[PATCH] D31710: [AMDGPU] Fix for issue in alloca to vector promotion pass

Wed Apr 5 09:33:14 PDT 2017

arsenm added a comment.

Fixing crashes on it is good, but why are you spending so much effort on optimizing non-canonical IR? InstCombine decomposes aggregate loads and stores to loads and stores of the individual components.
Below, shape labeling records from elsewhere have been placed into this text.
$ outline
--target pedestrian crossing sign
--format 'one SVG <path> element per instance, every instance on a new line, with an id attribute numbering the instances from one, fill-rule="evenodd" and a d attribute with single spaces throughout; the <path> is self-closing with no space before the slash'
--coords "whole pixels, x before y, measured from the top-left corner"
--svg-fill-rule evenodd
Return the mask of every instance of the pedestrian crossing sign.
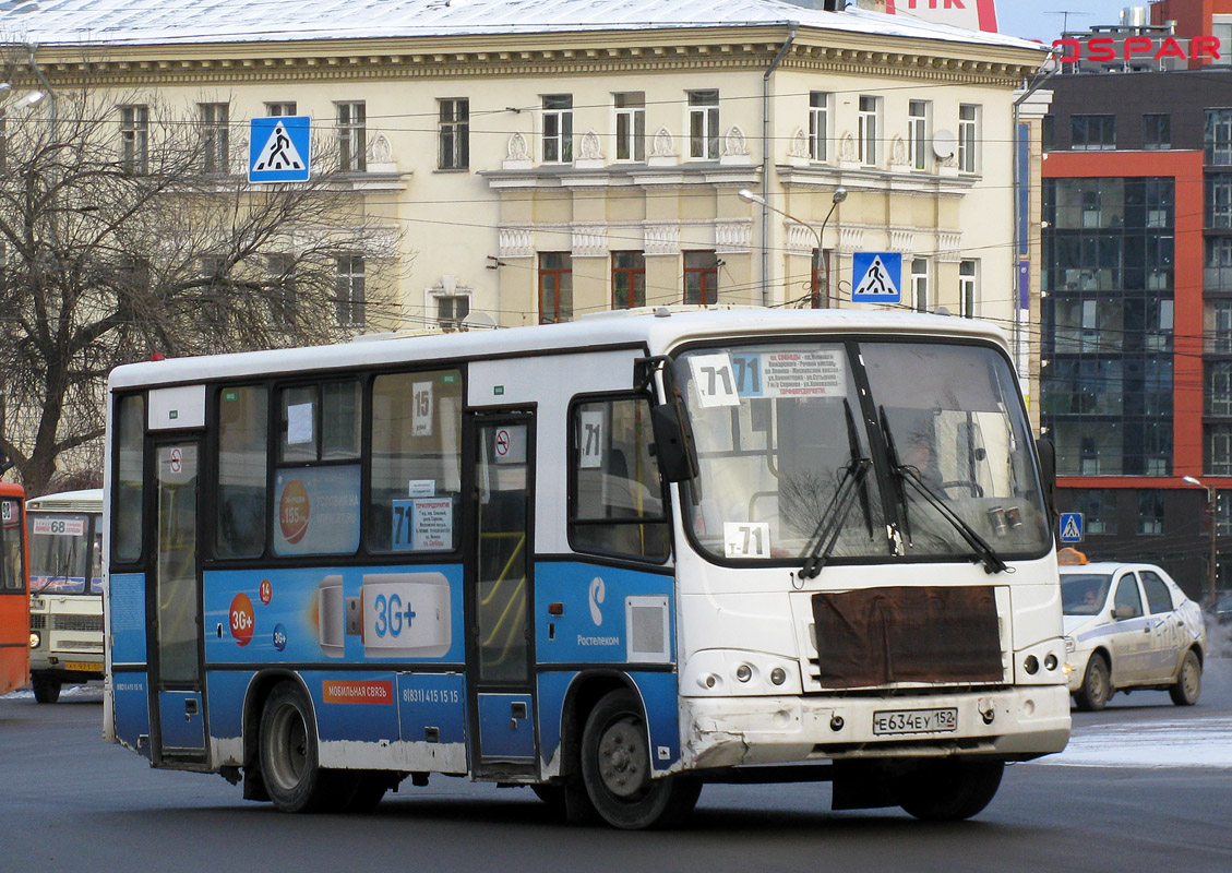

Similarly we give up on array allocas in the form where they are allocating N items of the element type.

================
Comment at: lib/Target/AMDGPU/AMDGPUPromoteAlloca.cpp:483-486
+  // if (isa<GetElementPtrInst>(Ptr)) {
+  //   WorkList.insert(Inst);
+  //   return true;
+  // }
----------------
Commented out code

================
Comment at: test/CodeGen/AMDGPU/promote-alloca-array-aggregate.ll:1
+; RUN: opt -S -mtriple=amdgcn-amd-amdhsa -amdgpu-promote-alloca < %s | FileCheck %s
+
----------------
Can you change the check prefix to IR or OPT or something in case we want to add a codegen run line as well

================
Comment at: test/CodeGen/AMDGPU/promote-alloca-array-aggregate.ll:5
+
+; CHECK-LABEL: @promote_1d_aggr
+
----------------
These should have ( to end the name to avoid potentially matching cases with the same prefix

================
Comment at: test/CodeGen/AMDGPU/promote-alloca-array-aggregate.ll:10-11
+
+ at block = external addrspace(7) global %Block
+ at 0 = external addrspace(6) global %gl_PerVertex
+
----------------
addrspace 6/7?

================
Comment at: test/CodeGen/AMDGPU/promote-alloca-array-aggregate.ll:11
+ at block = external addrspace(7) global %Block
+ at 0 = external addrspace(6) global %gl_PerVertex
+
----------------
Anonymous global

================
Comment at: test/CodeGen/AMDGPU/promote-alloca-array-aggregate.ll:13
+
+; Function Attrs: nounwind
+define amdgpu_vs void @promote_1d_aggr() #0 {
----------------
Remove these comments

================
Comment at: test/CodeGen/AMDGPU/promote-alloca-array-aggregate.ll:17
+  %f1 = alloca [1 x float]
+  %1 = getelementptr %Block, %Block addrspace(7)* @block, i32 0, i32 1
+  %2 = load i32, i32 addrspace(7)* %1
----------------
You should run opt -instnamer on these tests to avoid anonymous values

================
Comment at: test/CodeGen/AMDGPU/promote-alloca-array-aggregate.ll:103
+; Function Attrs: nounwind
+define amdgpu_vs void @promote_matrix_aggr() #0 {
+  %f4 = alloca <4 x float>
----------------
Can this case be reduced?

https://reviews.llvm.org/D31710